The role of photographs as a reliable, trustworthy source is increasingly under threat, with editing technology now readily and cheaply available. In March, family shots put out by the Princess of Wales were found to have been edited, and the Observer revealed that other candid royal photos had been quietly altered before.
Lund said that he and his collaborator, Harriet Logan, still value the “inherent truth” of the work they display, although he believes it poses a key question for our age: “The exhibition asks what truths we can really expect to extract from a photograph. Is the succinct and objective sharing of facts the thing we remember most from a single image, or is it the emotion triggered by the composition and creativity of the photographer that tells a thousand words?”
Visitors will be able to compare three of the four images of Tiananmen Square that went into news archives. Franklin’s 1989 shot “The Tank Man” depicts a moment when the Chinese government cracked down on a lengthy Beijing democracy demonstration, killing hundreds on 4 June. The unknown protester who stood in front of a line of tanks was photographed from different angles by cameras inside the same building, documenting a scene that has been heavily censored in China but in the west has become an emblem of oppression.
“Younger people may not know where the picture came from and, if they do recognise it, they will probably have a composite of all the photographs in their mind,” said Lund. “One image zooms in on the protester while another is a little further out and includes the distraction of a street lamp. Franklin’s has more of the street and the tanks.

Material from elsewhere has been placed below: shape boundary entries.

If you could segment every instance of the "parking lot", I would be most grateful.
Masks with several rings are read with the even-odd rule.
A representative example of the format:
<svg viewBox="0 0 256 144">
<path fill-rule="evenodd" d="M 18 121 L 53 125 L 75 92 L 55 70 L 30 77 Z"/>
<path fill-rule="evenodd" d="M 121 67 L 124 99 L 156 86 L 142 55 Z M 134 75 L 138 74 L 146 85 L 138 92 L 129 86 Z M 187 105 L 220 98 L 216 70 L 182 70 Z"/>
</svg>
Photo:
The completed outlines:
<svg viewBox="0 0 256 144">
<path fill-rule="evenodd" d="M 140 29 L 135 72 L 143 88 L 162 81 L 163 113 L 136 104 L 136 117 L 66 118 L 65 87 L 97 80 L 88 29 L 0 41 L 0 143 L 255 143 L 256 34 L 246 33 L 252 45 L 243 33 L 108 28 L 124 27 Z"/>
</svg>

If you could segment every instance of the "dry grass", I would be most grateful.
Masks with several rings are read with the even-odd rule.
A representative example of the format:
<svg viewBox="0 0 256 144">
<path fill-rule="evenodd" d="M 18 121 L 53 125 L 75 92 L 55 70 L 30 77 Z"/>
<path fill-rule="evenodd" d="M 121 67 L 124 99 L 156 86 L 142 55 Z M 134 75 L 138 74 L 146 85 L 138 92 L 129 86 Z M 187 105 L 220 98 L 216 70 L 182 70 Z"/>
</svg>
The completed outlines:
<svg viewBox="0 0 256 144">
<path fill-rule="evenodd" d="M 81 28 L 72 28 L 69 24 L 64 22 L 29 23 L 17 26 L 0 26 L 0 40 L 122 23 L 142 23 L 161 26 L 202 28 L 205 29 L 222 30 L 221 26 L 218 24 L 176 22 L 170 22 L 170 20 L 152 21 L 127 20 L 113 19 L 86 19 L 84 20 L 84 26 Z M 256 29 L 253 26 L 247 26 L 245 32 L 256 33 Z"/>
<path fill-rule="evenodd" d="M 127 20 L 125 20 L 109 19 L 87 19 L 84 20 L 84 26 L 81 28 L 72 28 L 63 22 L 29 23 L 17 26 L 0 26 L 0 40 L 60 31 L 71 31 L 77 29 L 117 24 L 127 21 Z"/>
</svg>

“We wanted to remove each from its news context to slow down the way people could look at them. We are displaying it with the Kate Adie BBC report from Tiananmen and with a work we’ve commissioned from a contemporary Chinese artist whose father was in the square. Some of his friends didn’t survive. She does not want her name known because she wants to continue to visit her family in China.”

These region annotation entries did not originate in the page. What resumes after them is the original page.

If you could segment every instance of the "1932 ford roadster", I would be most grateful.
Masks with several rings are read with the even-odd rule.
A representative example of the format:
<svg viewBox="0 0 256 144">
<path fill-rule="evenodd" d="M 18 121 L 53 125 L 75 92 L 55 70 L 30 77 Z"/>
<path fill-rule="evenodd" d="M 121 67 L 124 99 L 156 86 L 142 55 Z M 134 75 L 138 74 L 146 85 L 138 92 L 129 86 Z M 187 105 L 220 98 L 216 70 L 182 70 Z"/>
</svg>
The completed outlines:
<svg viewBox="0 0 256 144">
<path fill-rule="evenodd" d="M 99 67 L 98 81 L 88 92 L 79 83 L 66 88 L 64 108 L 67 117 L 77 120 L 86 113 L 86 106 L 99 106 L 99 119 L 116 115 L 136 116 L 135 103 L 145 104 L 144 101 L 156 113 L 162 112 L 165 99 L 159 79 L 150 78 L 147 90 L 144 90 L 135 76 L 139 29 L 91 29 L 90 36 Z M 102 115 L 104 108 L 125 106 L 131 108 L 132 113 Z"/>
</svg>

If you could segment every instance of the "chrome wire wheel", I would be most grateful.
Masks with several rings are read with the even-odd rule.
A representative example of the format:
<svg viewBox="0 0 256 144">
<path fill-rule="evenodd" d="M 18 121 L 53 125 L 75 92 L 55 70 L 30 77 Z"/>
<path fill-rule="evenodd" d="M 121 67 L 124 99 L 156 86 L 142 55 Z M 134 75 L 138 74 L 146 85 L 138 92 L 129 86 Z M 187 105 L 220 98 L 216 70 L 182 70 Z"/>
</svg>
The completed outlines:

“Beijing continues to deny that it happened,” added Logan, a former news photographer. “But for the public the image is often a proof, a kind of verbatim truth, that allows us to relax about what we are being told about uncomfortable events. Many of the images in the exhibition, like the one known as “Napalm Girl”, from Vietnam, have become part of history.”
This upsetting image of Phan Thi Kim Phuc, who was photographed as a young naked girl fleeing a napalm attack, now visually represents a 20-year war, Lund said. The same has happened with Capa’s 1936 photograph “The Falling Soldier” from the Spanish civil war. The story behind this shot is disputed, due to the lack of background detail given by Capa at the time and the loss of the negatives. Some suggest it was staged. Research later established the location and revealed that on that day the frontline was some distance away.
“Capa was only 21 when he took the [shot] and he will have sent back an unprocessed roll of film which may not have been correctly captioned. That happened,” said Logan. “I worked back in the analogue days, and picture editors cropped photographs later and made decisions that defined an image. So when Capa got home he will have been confronted with a whole lot of truths attributed to his image.”
Seventy-nine years later, another Magnum photographer, Max Pinckers, stood on the same hill with a colleague and made the artwork Controversy, now also in the show. Using a high-resolution camera they recorded the landscape, now empty except for olive trees.